Onder deze verstaat men in algemeenen zin gemeenten, die van wege de vervolging of door andere oorzaken haar eigen land verlaten hebben, om in den vreemde een toevluchtsoord te vinden. Zoo geschiedde in het begin van het Reformatorisch tijdvak in Nederland, waar velen de toevlucht namen naar het naburige Duitschland. (Kerken in Embden en Kleef).
Zoo geschiedde ook in de Zuidelijke Nederlanden, waar velen hun steden of dorpen verlieten en naar Engeland togen (vluchtelingenkerk te Londen, ö. Lasco).
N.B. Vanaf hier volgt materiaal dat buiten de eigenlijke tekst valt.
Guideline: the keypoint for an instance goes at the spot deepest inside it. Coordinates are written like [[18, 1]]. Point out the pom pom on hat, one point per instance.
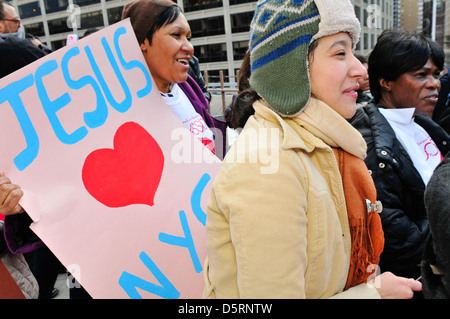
[[143, 15], [281, 32]]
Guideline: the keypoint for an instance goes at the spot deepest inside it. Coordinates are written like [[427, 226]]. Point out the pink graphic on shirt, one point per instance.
[[430, 148]]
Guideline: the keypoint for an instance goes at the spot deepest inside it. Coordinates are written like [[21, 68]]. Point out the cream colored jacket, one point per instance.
[[277, 223]]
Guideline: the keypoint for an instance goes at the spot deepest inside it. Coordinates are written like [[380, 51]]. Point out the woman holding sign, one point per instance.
[[164, 37], [309, 229]]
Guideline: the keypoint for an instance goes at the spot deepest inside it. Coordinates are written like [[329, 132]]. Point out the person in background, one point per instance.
[[37, 42], [404, 144], [9, 22], [164, 37], [293, 211], [442, 103], [195, 73], [364, 88], [436, 258]]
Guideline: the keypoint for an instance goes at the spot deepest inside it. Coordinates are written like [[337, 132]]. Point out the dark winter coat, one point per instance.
[[436, 259], [400, 188]]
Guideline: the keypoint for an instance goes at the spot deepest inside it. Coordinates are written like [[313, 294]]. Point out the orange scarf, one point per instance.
[[365, 223]]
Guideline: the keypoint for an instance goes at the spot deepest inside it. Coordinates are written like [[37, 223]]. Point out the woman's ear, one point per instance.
[[144, 45], [385, 84]]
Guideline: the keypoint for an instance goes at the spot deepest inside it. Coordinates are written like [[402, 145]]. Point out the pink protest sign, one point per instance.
[[115, 185]]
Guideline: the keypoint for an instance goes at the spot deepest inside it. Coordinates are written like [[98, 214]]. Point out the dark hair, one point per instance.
[[398, 52], [18, 53], [241, 107], [169, 15]]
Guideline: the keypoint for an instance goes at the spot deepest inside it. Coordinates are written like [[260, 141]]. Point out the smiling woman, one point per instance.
[[404, 144], [311, 228], [164, 37]]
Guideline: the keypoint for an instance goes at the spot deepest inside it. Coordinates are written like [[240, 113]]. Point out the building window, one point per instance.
[[211, 52], [233, 2], [29, 10], [91, 20], [214, 77], [114, 15], [239, 49], [207, 26], [85, 2], [190, 5], [58, 26], [56, 5], [36, 29], [241, 22]]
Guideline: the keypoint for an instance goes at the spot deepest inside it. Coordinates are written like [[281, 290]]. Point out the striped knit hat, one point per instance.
[[281, 32]]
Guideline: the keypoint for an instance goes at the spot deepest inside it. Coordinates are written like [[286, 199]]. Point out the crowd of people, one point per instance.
[[357, 205]]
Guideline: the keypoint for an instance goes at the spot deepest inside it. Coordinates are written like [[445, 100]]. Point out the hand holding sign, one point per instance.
[[128, 174]]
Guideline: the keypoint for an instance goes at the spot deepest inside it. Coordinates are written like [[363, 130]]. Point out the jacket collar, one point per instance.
[[317, 126]]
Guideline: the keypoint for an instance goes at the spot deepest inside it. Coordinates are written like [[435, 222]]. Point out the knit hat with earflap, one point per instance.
[[281, 32]]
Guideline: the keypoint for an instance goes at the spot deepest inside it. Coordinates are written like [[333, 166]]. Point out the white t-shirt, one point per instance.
[[183, 109], [423, 151]]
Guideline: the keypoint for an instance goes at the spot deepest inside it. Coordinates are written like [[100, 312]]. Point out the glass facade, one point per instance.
[[220, 28]]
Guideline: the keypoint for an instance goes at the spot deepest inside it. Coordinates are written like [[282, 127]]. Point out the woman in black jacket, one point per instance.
[[404, 144]]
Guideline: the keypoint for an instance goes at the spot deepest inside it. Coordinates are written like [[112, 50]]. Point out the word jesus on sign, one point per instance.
[[86, 134]]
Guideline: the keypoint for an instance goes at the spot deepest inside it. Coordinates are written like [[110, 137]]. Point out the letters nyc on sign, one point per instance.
[[87, 136]]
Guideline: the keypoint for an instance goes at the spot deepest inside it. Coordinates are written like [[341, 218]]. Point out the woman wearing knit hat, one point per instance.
[[310, 227], [164, 37]]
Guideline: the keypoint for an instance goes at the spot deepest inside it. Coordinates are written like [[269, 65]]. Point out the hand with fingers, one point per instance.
[[10, 194]]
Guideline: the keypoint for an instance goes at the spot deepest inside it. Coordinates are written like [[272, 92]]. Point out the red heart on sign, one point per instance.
[[128, 174]]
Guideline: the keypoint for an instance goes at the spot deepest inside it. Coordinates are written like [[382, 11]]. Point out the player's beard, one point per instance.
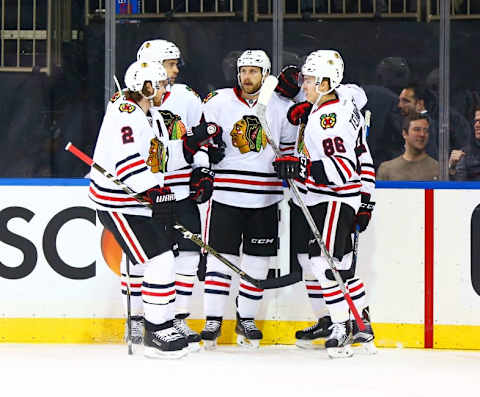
[[252, 89]]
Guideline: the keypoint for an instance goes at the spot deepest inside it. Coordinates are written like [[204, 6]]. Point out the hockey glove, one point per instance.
[[201, 135], [290, 167], [364, 213], [201, 184], [288, 82], [163, 204], [298, 113]]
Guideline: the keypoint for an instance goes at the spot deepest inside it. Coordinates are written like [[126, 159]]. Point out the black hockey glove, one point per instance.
[[201, 184], [163, 204], [298, 113], [364, 213], [288, 82], [290, 167], [200, 136]]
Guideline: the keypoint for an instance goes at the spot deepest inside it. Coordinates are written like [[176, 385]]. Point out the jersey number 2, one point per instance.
[[127, 135], [330, 146]]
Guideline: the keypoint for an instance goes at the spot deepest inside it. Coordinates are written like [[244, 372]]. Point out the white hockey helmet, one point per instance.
[[329, 54], [328, 64], [254, 58], [158, 51], [140, 72]]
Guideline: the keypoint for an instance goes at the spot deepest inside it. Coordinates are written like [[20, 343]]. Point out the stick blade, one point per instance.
[[266, 92]]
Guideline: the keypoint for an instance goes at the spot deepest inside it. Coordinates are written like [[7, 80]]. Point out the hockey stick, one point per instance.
[[129, 308], [262, 284], [266, 93]]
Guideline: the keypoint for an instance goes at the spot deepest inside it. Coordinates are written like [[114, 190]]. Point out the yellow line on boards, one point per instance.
[[111, 330]]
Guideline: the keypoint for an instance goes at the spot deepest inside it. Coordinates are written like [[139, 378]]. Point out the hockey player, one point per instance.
[[332, 169], [298, 115], [133, 144], [245, 200], [180, 108]]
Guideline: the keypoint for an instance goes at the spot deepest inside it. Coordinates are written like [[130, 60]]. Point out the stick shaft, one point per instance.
[[186, 233], [261, 112]]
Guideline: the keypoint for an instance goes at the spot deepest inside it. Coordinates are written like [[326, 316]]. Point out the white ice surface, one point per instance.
[[107, 370]]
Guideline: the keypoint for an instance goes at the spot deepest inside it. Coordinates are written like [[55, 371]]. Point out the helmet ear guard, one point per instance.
[[140, 72], [256, 58], [324, 64], [158, 51]]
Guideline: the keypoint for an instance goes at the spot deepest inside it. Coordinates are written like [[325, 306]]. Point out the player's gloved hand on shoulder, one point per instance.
[[288, 82], [163, 204], [199, 137], [201, 184], [298, 113], [364, 213], [291, 167]]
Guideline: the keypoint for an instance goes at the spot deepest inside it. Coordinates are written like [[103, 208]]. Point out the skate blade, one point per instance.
[[368, 348], [210, 344], [310, 344], [247, 343], [152, 352], [340, 352], [194, 347]]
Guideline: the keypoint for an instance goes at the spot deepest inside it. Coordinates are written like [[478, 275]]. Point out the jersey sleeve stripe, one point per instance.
[[131, 165]]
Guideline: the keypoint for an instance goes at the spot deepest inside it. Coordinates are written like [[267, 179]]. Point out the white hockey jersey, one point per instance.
[[181, 111], [335, 135], [245, 177], [136, 149]]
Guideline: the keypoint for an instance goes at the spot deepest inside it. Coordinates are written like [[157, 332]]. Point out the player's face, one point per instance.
[[476, 124], [171, 66], [250, 79], [161, 89], [407, 102], [309, 86], [417, 136]]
Zoo geschiedde met de Hugenoten in Frankrijk, die in verschillende landen van Europa hun kerken stichtten, nadat ze uit Frankrijk verjaagd waren. Insgelijks met de Moravische broeders, die een toevlucht vonden te Berthelsdorf op het landgoed van graaf Zinzendorf.
Zoo geschiedde in Salzburg, toen Anton von Firmian besloot tot gewelddadige bekeering van zijn Luthersche onderdanen, die in den harden winter van 1731 (20.000 in aantal) naar andere landen vluchtten, voornamelijk naar Pruisen, waar Frederik Willem I zich hun lot aantrok. Zoo geschiedde in de 19e eeuw, toen honderden Piëtisten na den Napoleonischen tijd en van wege den invloed van het Rationalisme een toevluchtsoord zochten en vonden in Zuid-Rusland.
In zeker opzicht zou men hier ook toe kunnen rekenen de Christelijke Afgescheidenen, die onder leiding van Van Raalte en Scholte in 1840 naar Noord-Amerika togen, toen de economische malaise zoo groot was in Nederland, dat velen geen kans zagen om brood voor zich en de hunnen te verdienen.